Sandra se la había metido en la cabeza y lo estaba volviendo loco. Un día la observó sacando punta a un lápiz. Un largo lapicero amarillo entre sus suaves manos. Mi padre recogió las virutas que habían caído al suelo y las restregó entre el índice y el pulgar. Días después la vio hablando con alguien que le sonaba conocido. Sonreía como nunca la había visto sonreír. Estuvo un rato mirándolos mientras hablaban y reían, y luego el corazón se le cayó a los pies al ver que ella echaba una ojeada en torno y después se inclinaba despacio para recibir un beso. Ante aquella visión estuvo tentado de decidir no perseguirla más, pero entonces ubicó aquel rostro. Era el tipo del granero, el que había robado el ojo de la anciana. Se llamaba Don Price.

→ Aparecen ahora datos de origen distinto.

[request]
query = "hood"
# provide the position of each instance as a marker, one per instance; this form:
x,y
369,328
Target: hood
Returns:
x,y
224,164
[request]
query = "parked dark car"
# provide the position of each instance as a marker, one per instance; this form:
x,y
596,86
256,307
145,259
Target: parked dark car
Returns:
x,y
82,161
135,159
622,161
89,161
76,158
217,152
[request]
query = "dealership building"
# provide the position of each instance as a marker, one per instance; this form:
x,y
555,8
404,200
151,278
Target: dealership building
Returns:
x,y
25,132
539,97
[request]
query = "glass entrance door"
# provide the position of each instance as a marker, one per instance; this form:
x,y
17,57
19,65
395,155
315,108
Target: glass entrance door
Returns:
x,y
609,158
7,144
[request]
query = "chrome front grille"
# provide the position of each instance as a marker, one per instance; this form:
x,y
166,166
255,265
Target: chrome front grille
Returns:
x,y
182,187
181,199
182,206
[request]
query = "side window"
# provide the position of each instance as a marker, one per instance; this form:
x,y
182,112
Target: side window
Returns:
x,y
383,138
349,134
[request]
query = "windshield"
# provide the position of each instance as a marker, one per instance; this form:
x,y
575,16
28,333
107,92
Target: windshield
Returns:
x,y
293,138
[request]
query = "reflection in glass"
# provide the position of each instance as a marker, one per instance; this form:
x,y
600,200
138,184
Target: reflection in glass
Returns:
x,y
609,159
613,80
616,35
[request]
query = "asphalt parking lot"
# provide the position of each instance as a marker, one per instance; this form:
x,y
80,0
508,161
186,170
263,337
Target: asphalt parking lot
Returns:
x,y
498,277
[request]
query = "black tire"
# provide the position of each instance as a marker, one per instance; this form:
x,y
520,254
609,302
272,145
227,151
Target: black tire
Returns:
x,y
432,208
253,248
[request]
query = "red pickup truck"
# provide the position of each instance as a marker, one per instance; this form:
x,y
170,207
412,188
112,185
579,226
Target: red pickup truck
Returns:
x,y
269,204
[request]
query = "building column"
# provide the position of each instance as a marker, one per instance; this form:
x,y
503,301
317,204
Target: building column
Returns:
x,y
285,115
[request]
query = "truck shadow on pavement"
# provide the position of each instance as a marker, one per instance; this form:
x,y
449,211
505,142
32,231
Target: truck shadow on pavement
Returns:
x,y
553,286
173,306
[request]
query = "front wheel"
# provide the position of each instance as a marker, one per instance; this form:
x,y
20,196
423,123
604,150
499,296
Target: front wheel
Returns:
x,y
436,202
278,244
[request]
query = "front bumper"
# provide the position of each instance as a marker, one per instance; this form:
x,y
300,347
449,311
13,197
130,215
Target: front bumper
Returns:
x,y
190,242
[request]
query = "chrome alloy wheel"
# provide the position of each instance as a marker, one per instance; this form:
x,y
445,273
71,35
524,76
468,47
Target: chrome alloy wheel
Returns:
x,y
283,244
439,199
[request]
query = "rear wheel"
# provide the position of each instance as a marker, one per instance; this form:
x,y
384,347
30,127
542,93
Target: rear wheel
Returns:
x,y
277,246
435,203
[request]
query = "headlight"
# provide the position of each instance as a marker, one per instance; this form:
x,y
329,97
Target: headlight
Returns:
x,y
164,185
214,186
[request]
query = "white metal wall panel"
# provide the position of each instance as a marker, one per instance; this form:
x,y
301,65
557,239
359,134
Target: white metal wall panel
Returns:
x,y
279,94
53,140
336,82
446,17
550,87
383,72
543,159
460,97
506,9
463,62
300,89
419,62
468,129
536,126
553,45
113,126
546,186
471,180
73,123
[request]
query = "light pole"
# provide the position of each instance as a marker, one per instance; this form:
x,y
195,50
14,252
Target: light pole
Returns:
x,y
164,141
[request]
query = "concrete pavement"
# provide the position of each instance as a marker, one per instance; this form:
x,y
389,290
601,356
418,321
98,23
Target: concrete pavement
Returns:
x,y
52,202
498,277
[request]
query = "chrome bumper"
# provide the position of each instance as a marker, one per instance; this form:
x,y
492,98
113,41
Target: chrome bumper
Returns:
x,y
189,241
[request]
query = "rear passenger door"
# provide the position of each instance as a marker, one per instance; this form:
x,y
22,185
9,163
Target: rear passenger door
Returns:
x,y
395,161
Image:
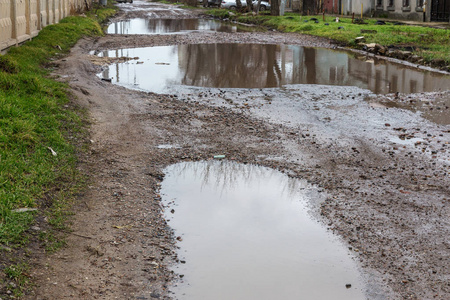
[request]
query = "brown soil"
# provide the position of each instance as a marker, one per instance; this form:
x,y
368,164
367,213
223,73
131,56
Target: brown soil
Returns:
x,y
392,211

Mi padre pensó que si había logrado derrotarlo una vez, bien podría repetir esa victoria.
La oportunidad se le presentó al día siguiente. Su cuerpo estaba a punto de estallar de deseo. La sangre le reventaba la piel. Necesitaba relajar esa presión de alguna manera. Vio a Sandra en el pasillo.
—Sandra —dijo, escogiendo un momento inoportuno; ella estaba a punto de entrar en los aseos—. No me conoces. Probablemente nunca te habrás fijado en mí. Pero estaba pensando… no sé si querrás tomarlo en cuenta; quiero decir… en fin, que este viernes por la noche quizá podríamos salir juntos a algún lado. Si quieres.
No es de sorprender que en ese preciso instante ella se sintiera igual que él: el cuerpo a punto de estallar, la sangre reventándole la piel, y necesitara relajar esa presión.
—Bueno, sí —respondió, sin detenerse a pensarlo mucho—. El viernes me viene bien —y, con la misma presteza entró en los aseos.
Sí, había dicho, pese a que esa misma mañana Don Price le había propuesto matrimonio. Había estado a punto de decir que sí también a eso, pero algo la llevó a tomarse unos días de reflexión, como si hubiera oído las esperanzas formuladas por mi padre aunque él sólo las hubiese susurrado.